Only hours after reading about Debbie’s love affair with potato chips, I had an even bigger surprise when I belatedly realised that Amazon UK is flogging crisps alongside books, iPods and those ubiquitous digital reading devices. Yes, Amazon’s new online Grocery Store is, as they say, “in beta”. So while you’re busy downloading the “explicit” and doubtless unsavoury versions of “Do It Like a Dude” and “F**kin’ Perfect”, you can also stock up on savoury snacks, cat food and Lucky Charms.

It makes sense that Amazon wants to expand its plans for total world domination by selling us everything we need for our increasingly sedentary lifestyle. So, you’ve already invested in your flat-screen TV, Blu-ray player and enough boxed sets to see you through to next Christmas. The only thing you’re going to be exercising over the next few months is your credit card, right?

But before you get sucked into the magical world of HBO, Showtime or FX, make sure you’ve got enough salt, fat and artificial additives to keep you going. A 48-pack of Walkers Crisps (Worcester Sauce flavour) from Amazon UK (price just £10.28) should see you through a few of episodes of Dexter or Mad Men. To put it another way, it should be enough for two or three gruesome serial killings and approximately one and half Don Draper affairs.

Of course, Amazon customers in the US have been enjoying this facility for some time and I note that the Amazon.com website has a section for “Natural and Organic”. But I wonder whether those American customers have embraced the Amazon user review section with quite as much enthusiasm as their British counterparts. Fans of online retailing will already know that an important element of any purchase — large or small — is reading the ratings and reviews from other customers. If you want a crash course in nerdiness, check out the reviews of iPhone screen protectors and the ramblings of those obsessive compulsives who spend their lives trying to get them on straight.

Allowing customers to critique the groceries is a whole new ball game, though. But if the comments on the Walkers Crisps (Roast Chicken) are anything to go by, I think Amazon will be my first port of call next time I’m in need of a good laugh. As you scroll down, take a moment to peruse the “Product Specifications” — the important data you usually ignore in your haste to open the bag and get crunching.

Here’s a purchaser who rejoices in the nom de plume of “Benny Linguini” from Bath, who writes: “I am surprised that no one has mentioned that one reason to buy such a large bulk order of Walkers Roast Chicken crisps for domestic use would be to create a crisp blanket.” Though his DIY duvet wouldn’t keep you warm during those long winter nights, he claims it would be fine for spring and summer, providing “perfectly adequate insulation with the added bonus of an on-hand nighttime snack in small, manageable portions”.

Another user notes that “18% of people who view this item go on to select The Einstein Theory of Relativity by H.A. Lorentz. Chicken is not my favourite flavour of crisps, but perhaps once I have mastered Relativity (both Special and General) my opinion will have changed.” Thought-provoking stuff.

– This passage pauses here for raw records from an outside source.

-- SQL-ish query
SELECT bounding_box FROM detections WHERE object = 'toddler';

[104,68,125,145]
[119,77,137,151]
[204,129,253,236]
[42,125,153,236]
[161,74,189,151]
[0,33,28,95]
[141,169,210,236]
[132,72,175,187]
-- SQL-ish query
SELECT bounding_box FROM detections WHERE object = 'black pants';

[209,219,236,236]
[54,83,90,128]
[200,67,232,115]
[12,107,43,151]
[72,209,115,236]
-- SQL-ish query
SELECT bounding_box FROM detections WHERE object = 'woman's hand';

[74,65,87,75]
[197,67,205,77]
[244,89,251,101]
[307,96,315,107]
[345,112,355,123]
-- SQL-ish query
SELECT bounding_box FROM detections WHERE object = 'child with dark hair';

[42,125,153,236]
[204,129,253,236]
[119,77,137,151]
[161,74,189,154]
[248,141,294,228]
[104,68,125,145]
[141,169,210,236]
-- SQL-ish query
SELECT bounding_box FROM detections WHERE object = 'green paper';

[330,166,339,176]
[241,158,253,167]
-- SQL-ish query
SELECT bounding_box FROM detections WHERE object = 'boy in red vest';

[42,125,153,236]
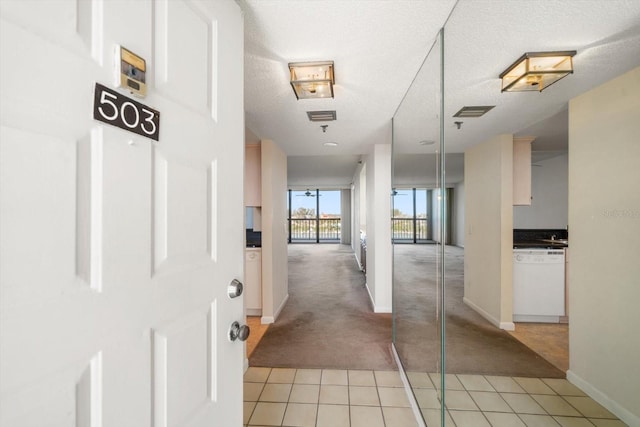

But my favourite contribution comes from the contributor who titles his/her 2-star review “they were better in vinyl”. Apparently 47 out of 54 people found this cryptic comment on potato chips useful: “I preferred their earlier stuff. This was all a bit too experimental for my tastes.”

The sight of British humour let loose on the humble British crisp is, I’m sure you’ll agree, a winning combination. Thank-you, Amazon.